Correlations

class synthyverse.evaluation.fidelity.Correlations(discrete_features=[], numerical_correlation='pearson', img_save_path=None)

Bases: object

Registry name: correlations

Pairwise correlation matrix difference between real and synthetic data.

Builds a full correlation matrix for both real and synthetic data and returns the L2 norm of their absolute difference. Correlation type is chosen automatically per feature pair: Spearman/Pearson for numerical-numerical, Cramer’s V for categorical-categorical, and the correlation ratio (eta-squared) for mixed pairs.

Lower scores indicate better preservation of feature dependencies.

Parameters:
  • discrete_features (list) – List of discrete/categorical feature names. Default: [].

  • numerical_correlation (str) – Correlation method for numerical-numerical pairs. One of “spearman” or “pearson”. Default: “pearson”.

  • img_save_path (str, optional) – Directory where correlation matrix plots will be saved. If a file path is provided, its basename is used as a prefix.
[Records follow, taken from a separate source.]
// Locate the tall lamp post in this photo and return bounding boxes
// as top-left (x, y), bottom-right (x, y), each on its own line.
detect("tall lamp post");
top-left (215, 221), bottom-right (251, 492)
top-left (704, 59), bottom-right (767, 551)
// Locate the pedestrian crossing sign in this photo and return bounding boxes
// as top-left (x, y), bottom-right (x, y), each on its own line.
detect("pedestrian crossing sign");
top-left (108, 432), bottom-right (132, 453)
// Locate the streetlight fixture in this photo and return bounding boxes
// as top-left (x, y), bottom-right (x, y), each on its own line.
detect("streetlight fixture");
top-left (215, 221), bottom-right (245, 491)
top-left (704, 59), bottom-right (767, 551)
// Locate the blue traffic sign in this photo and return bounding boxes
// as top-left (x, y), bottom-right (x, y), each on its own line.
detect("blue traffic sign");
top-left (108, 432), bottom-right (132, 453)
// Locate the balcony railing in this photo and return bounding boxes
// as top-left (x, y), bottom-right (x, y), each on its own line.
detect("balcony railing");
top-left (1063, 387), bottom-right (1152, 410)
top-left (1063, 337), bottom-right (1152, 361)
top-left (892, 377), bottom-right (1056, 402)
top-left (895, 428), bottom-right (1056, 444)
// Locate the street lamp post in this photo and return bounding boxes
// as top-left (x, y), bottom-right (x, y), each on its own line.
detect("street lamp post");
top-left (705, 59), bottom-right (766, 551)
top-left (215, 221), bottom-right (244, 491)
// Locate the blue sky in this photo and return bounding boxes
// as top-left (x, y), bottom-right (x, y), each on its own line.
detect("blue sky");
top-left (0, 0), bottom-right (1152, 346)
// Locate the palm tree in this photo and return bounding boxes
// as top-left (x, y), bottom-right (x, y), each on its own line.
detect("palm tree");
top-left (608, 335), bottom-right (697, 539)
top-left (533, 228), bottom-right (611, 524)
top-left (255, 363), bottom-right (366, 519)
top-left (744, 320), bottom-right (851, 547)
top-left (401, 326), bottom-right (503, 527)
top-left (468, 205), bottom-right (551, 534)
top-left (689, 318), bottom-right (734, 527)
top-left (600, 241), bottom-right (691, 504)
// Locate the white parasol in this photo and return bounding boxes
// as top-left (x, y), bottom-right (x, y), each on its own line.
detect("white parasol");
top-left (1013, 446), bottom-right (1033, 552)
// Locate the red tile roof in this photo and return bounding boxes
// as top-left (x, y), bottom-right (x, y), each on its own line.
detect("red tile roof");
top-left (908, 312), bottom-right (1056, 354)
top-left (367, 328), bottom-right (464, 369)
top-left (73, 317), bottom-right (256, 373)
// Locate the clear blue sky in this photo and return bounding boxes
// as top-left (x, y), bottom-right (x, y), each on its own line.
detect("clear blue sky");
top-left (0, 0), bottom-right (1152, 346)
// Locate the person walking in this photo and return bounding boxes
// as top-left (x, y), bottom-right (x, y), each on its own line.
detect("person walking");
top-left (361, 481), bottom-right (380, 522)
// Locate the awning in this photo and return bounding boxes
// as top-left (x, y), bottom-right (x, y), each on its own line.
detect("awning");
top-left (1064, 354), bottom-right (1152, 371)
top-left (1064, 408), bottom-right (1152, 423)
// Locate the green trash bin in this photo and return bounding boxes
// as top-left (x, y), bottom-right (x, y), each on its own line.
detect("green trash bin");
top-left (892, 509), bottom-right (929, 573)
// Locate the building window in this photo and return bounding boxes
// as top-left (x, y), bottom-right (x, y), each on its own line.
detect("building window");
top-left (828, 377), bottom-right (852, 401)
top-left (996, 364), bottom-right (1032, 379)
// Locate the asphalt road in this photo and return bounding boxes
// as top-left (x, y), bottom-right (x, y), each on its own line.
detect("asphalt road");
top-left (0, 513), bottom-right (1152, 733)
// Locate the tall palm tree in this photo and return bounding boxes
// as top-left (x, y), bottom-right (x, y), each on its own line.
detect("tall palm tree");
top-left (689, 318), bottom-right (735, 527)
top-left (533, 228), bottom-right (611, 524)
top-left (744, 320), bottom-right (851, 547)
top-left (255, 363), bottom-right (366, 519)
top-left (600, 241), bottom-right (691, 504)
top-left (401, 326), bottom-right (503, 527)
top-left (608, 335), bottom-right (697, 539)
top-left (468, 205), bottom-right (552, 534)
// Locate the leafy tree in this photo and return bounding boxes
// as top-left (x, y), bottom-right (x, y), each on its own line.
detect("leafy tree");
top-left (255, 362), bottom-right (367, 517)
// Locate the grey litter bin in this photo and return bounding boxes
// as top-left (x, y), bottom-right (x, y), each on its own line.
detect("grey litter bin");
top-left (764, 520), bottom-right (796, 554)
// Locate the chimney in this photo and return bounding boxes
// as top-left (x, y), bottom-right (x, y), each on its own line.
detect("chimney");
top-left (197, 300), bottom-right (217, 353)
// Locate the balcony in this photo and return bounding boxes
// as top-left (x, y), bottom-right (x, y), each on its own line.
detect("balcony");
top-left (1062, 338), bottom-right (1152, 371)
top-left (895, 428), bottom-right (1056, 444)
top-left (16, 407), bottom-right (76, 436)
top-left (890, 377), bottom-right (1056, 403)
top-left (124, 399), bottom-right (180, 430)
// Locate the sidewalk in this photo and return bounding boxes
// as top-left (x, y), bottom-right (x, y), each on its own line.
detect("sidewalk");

Default: None.

Example

>>> import pandas as pd
>>> from synthyverse.evaluation import Correlations
>>>
>>> # Prepare data
>>> X_real = pd.DataFrame(...)
>>> X_syn = pd.DataFrame(...)
>>> discrete_features = ["category_col"]
>>>
>>> # Create metric
>>> metric = Correlations(
...     discrete_features=discrete_features,
...     numerical_correlation="spearman",
...     img_save_path="results/correlations",
... )
>>>
>>> # Evaluate
>>> results = metric.evaluate(X_real, X_syn)
evaluate(X_train, X_syn)

Evaluate synthetic data by comparing pairwise correlation matrices.

Parameters:
  • X_train (DataFrame) – Real training data as a pandas DataFrame.

  • X_syn (DataFrame) – Synthetic data as a pandas DataFrame.

Returns:

Dictionary with key:
  • ”correlations.l2”: L2 norm of the absolute difference between the real and synthetic correlation matrices

  • ”correlations.img_paths”: Saved plot paths when img_save_path is set

Return type:

dict